From August until the end of November 1997, with a short break from October 7-11 and another during the first week of November, many parts of Southeast Asia were covered by massive smog. The smog extended 2,000 miles from east to west at its peak points, and affected at least 100 million people. Satellite photographs showed that peat fires, occurring between 6 and 60 feet below ground, ranged over 2.5 million acres, and were likely to burn for years, releasing significant amounts of carbon dioxide into the atmosphere.1 Since then, the Southeast Asian smog has almost become an annual event, as big plantation owners and small slash-and-burn farmers in Indonesia and Malaysia ignore government bans and use the dry season to clear forests and grasslands for planting when the monsoon rains arrive.
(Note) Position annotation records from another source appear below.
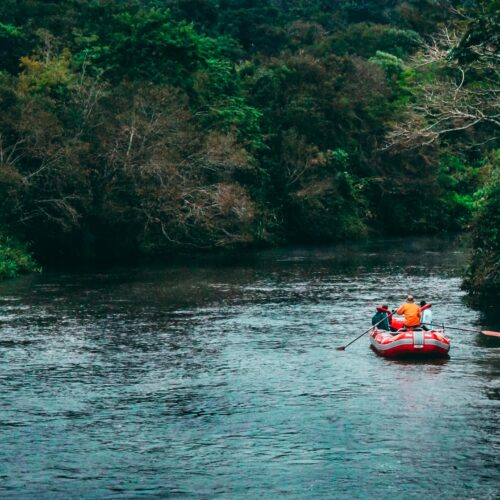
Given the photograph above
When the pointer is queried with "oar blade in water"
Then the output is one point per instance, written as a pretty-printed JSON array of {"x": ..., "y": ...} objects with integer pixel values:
[{"x": 490, "y": 333}]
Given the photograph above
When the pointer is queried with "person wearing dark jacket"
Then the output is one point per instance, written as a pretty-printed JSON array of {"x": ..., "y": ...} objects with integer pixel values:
[{"x": 382, "y": 317}]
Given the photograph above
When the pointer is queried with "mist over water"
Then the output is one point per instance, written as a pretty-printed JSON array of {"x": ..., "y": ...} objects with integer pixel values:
[{"x": 219, "y": 377}]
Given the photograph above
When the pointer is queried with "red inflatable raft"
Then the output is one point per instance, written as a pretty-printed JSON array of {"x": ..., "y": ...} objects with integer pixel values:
[{"x": 412, "y": 343}]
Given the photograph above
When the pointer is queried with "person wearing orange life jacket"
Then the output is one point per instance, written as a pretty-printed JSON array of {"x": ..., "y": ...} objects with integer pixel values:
[
  {"x": 426, "y": 318},
  {"x": 411, "y": 312}
]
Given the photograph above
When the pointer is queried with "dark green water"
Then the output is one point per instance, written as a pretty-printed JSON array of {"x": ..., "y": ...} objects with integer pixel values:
[{"x": 220, "y": 378}]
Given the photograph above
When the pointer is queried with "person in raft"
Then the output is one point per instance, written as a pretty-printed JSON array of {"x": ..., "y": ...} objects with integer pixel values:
[
  {"x": 382, "y": 317},
  {"x": 426, "y": 318},
  {"x": 411, "y": 312}
]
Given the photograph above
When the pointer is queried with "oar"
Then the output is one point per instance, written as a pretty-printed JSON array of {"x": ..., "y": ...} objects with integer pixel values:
[
  {"x": 484, "y": 332},
  {"x": 343, "y": 348}
]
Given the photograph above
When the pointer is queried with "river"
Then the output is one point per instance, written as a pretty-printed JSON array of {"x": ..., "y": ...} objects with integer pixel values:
[{"x": 219, "y": 377}]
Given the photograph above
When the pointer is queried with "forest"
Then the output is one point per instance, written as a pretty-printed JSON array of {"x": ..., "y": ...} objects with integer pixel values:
[{"x": 151, "y": 127}]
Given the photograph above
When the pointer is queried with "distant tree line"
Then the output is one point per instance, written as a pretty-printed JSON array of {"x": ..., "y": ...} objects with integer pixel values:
[{"x": 147, "y": 126}]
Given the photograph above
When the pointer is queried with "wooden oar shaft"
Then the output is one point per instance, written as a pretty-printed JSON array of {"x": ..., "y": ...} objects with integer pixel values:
[
  {"x": 364, "y": 333},
  {"x": 493, "y": 334}
]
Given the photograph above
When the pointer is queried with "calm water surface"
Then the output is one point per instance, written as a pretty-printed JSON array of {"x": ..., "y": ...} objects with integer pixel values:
[{"x": 220, "y": 378}]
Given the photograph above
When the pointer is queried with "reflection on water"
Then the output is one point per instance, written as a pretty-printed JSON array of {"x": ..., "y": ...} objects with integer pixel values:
[{"x": 219, "y": 377}]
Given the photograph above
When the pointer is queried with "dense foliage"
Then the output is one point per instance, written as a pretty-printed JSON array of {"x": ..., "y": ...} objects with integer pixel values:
[
  {"x": 15, "y": 259},
  {"x": 146, "y": 126}
]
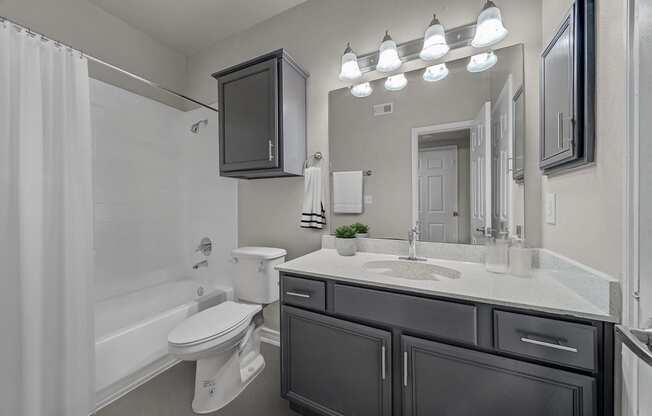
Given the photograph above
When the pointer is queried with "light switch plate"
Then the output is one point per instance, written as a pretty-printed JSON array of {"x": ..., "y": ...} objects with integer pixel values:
[{"x": 551, "y": 208}]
As I write, at the beginning of October 2009, smog shrouds an area of Southeast Asia extending from peninsular Malaysia and Singapore, most of Indonesia, to Brunei at its northernmost point.2 In this chapter I will focus on the smog of 1997, since the failures of government policy and leadership evident then largely remain to this day – although the ASEAN Agreement on Transboundary Haze Pollution was passed in 2002, Southeast Asian governments, and the Indonesian government in particular, have been largely ineffective in implementing the ASEAN Agreement.